REPUBLIKA.CO.ID, JAKARTA -- Satuan Pelaksana Program Indonesia Emas (Satlak Prima) di bawah komando Achmad Sutjipto mulai menjalani program sebagai persiapan menghadapi Olimpiade Rio de Jeneiro 2016.
Langkah awal dilakukan tes medis kepada atlet yang didaftarkan induk-induk organisasinya (PB/PP) untuk menjalani pelatnas Olimpiade Rio De Janiero 2016 di Rumah Sakit Olahraga Nasional (RSON) Cibubur, Jakarta, Rabu (6/1).
Pada hari pertama ini, total ada 27 Atlet yang mengikuti sesi tes.
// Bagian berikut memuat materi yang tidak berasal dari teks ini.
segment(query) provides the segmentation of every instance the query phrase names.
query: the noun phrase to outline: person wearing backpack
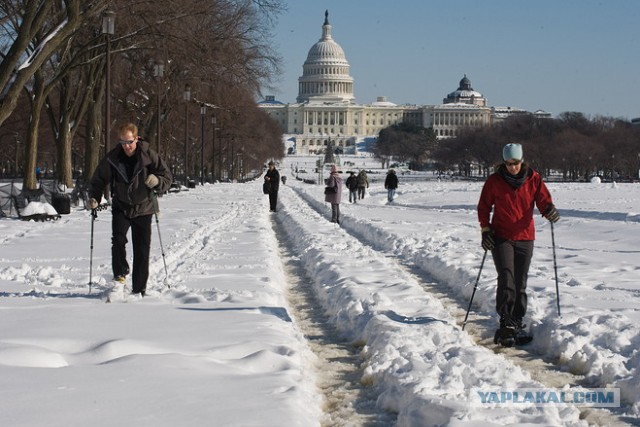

Ke-27 atlet mengikuti tes medis, terdiri dari 11 atlet bulu tangkis, 12 atlet angkat besi, dan empat atlet taekwondo.
"Tadinya ada 32 atlet yang dipanggil menjalani tes, tapi tidak semua tidak bisa ikut karena alasan masing-masing," kata Ari Setyono, Direktur Eksekutif Satlak Prima Bidang Sport Science dalam rilis yang diterima Republika.co.id.
(Baca juga: Lima Atlet tak Ikut Tes Medis Persiapan Olimpiade)
Tes Medis ini memang dilakukan tidak berbarengan kepada seluruh cabor yang telah memastikan lolos Olimpiade. Tidak semua cabor juga menggelar tes di RSON Cibubur. Ada cabor yang dites di PPITKON, ada juga di Unesa Surabaya.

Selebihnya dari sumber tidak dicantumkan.